When Cadillac crossed the finish line with both cars at the Japanese Grand Prix — Sergio Perez 17th on the lead lap, Valtteri Bottas 19th — it was, in context, a genuine milestone. The American team completed back-to-back double finishes for the first time and outqualified the struggling Aston Martins, demonstrating that the operational foundations of F1’s newest outfit are solidifying race by race. But Perez, candid as ever, was equally clear about what the season truly needs next: performance, and a lot of it.

The Gap Is Real — And It’s About a Second

Suzuka provided some of the sharpest data yet on exactly where Cadillac stands relative to the field. In qualifying, the team sat 1.2 seconds per lap behind the next-slowest competitive driver — a gap that makes fighting for points an extremely tall order. In the race, Perez’s fastest lap was 1.1 seconds slower than those of Williams and Alpine, the teams immediately above Cadillac in the midfield order. The conclusion Perez drew from those numbers was straightforward.

« I think it’s clear that we need a second now. I really hope that we are bringing a big upgrade for Miami, and I think that will be the biggest test for the team. When I was following Williams and Alpine, I could see that they are not too far away — they’re just able to consistently keep finding pace. »

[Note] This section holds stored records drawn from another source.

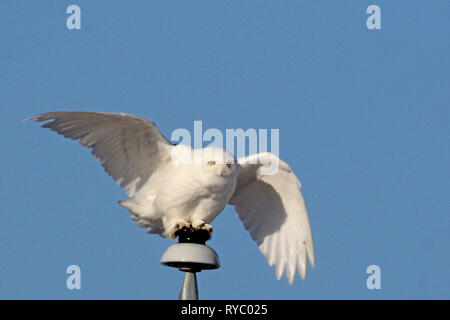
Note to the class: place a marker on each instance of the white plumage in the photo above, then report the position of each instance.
(173, 186)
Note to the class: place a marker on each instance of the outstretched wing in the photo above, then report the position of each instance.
(273, 211)
(129, 148)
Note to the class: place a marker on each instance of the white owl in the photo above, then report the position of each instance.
(175, 186)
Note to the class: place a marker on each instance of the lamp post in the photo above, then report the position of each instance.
(190, 255)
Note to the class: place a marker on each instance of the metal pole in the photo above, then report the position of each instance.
(190, 255)
(189, 291)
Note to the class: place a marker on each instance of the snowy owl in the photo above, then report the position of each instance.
(169, 192)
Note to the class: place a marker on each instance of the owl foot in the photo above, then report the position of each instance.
(176, 227)
(201, 225)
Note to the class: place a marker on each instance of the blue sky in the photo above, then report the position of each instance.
(363, 119)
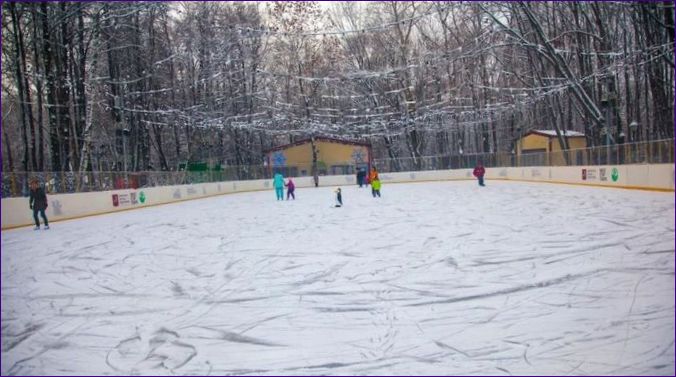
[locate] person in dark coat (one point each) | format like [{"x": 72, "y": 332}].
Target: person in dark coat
[
  {"x": 479, "y": 172},
  {"x": 38, "y": 203},
  {"x": 339, "y": 198}
]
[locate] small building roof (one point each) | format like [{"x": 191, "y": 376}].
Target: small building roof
[
  {"x": 319, "y": 138},
  {"x": 552, "y": 133}
]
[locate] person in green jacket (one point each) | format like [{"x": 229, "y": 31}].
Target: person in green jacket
[
  {"x": 375, "y": 187},
  {"x": 278, "y": 183}
]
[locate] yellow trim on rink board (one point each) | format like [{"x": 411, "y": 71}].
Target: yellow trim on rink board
[{"x": 656, "y": 189}]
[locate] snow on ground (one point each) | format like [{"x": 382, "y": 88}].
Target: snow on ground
[{"x": 432, "y": 278}]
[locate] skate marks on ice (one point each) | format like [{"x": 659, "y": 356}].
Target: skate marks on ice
[{"x": 435, "y": 278}]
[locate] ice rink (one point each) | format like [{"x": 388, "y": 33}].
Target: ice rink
[{"x": 433, "y": 278}]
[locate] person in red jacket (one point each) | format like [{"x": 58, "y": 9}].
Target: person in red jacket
[{"x": 479, "y": 172}]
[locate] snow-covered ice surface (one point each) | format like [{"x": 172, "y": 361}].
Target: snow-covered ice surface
[{"x": 432, "y": 278}]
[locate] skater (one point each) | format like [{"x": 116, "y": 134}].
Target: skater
[
  {"x": 373, "y": 175},
  {"x": 278, "y": 183},
  {"x": 361, "y": 174},
  {"x": 290, "y": 188},
  {"x": 375, "y": 187},
  {"x": 479, "y": 172},
  {"x": 38, "y": 203},
  {"x": 339, "y": 198}
]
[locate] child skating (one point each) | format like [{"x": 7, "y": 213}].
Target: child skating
[
  {"x": 38, "y": 203},
  {"x": 339, "y": 198},
  {"x": 375, "y": 187},
  {"x": 278, "y": 183},
  {"x": 290, "y": 188},
  {"x": 479, "y": 172}
]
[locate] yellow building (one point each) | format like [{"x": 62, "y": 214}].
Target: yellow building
[
  {"x": 541, "y": 147},
  {"x": 334, "y": 157}
]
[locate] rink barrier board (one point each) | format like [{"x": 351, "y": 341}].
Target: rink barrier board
[{"x": 15, "y": 211}]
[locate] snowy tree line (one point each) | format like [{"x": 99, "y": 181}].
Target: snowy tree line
[{"x": 87, "y": 85}]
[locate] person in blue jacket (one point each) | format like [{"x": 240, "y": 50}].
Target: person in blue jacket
[{"x": 278, "y": 183}]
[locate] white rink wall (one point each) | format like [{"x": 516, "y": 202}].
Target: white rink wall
[{"x": 16, "y": 213}]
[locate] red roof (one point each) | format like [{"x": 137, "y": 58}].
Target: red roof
[{"x": 319, "y": 138}]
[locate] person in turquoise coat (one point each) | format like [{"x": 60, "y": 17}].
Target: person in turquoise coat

— Sergio Perez, Cadillac F1

The target is ambitious for any team over a single development window. But Cadillac arrives at this challenge at a moment that gives it the best possible chance: the 2026 season is still young, the regulations are entirely new, and teams are still converging on the optimal design paths. The performance slope is steep in these early months of a new formula, and upgrades can deliver larger gains than they would mid-season in a settled era.

Japan: The Strongest Weekend Yet

Despite the pace gap, the Suzuka weekend was the most complete Cadillac has produced since its first race in Melbourne. Both cars started and finished, energy deployment issues that had plagued qualifying were resolved for race day, and the team described the overall operation as « much cleaner » compared to the chaos of its first two events. Bottas, who started on the hard tyre in a contrarian strategy call, acknowledged the gamble did not fully pay off — the Safety Car deployed too late for his pit stop timing — but highlighted the volume of learning the team extracted.

📈 Cadillac’s Progression — Race by Race
Australia Mixed results, reliability issues, learning phase — neither car finished cleanly
China First double car finish — despite early contact between Perez and Albon in FP1
Japan Best performance yet — back-to-back double finishes, Perez on lead lap for first time, revised aero upgrade introduced
Miami Major upgrade package planned — first home Grand Prix, « biggest test of the season » per Perez

« We’ve made a lot of progress in a short space of time. We were clearly faster than Aston Martin and our pace is getting stronger. The mood is good as we fully focus on preparations for our first home Grand Prix in Miami. »

— Sergio Perez, Cadillac F1

What the Upgrade Needs to Deliver

Team principal Graeme Lowdon confirmed that a development package is on the way for Miami, building on the revised aerodynamic pieces already introduced in Japan. The scope of what is needed is significant. The gap between Cadillac and the Williams–Alpine tier is not a minor aerodynamic tweak — it is structural performance that will require sustained development over several rounds to close. The Miami upgrade will be an important marker of how quickly the team’s multiple development facilities — spread across Fishers (Indiana), Silverstone, Charlotte (North Carolina), and Germany — can work in concert.

🔑 What Cadillac Still Needs
  • Approximately 1 second per lap of performance to enter the midfield battle
  • More consistent energy deployment across qualifying and race conditions
  • Downforce — Perez flagged « we need load » as a key development direction
  • Operational refinement as a new team whose staff have not worked together long
  • GM’s own power unit still years away (target: 2029) — Ferrari PU remains the current route

Perez also flagged a longer-term target: scoring Cadillac’s first championship points before the summer break in 2026. It is an ambitious bar — Haas, the most recent new entry in 2016, scored points in its debut race. But Haas inherited an established chassis design from Ferrari. Cadillac is building from scratch, with a customer power unit, in a year of maximum regulatory disruption. The fact that it is already outpacing Aston Martin, a team with far more resources and infrastructure, is a data point worth noting.

Miami: Where It Gets Serious

The stakes at Miami are elevated beyond performance. It is the first of Cadillac’s three home races on the 2026 calendar, and the one most loaded with expectation from General Motors’ American fanbase. The team launched at the Super Bowl. Its approval was a political battle that dragged on for years. Miami is where the project needs to show it is not just surviving Formula 1 — but beginning, however tentatively, to compete in it.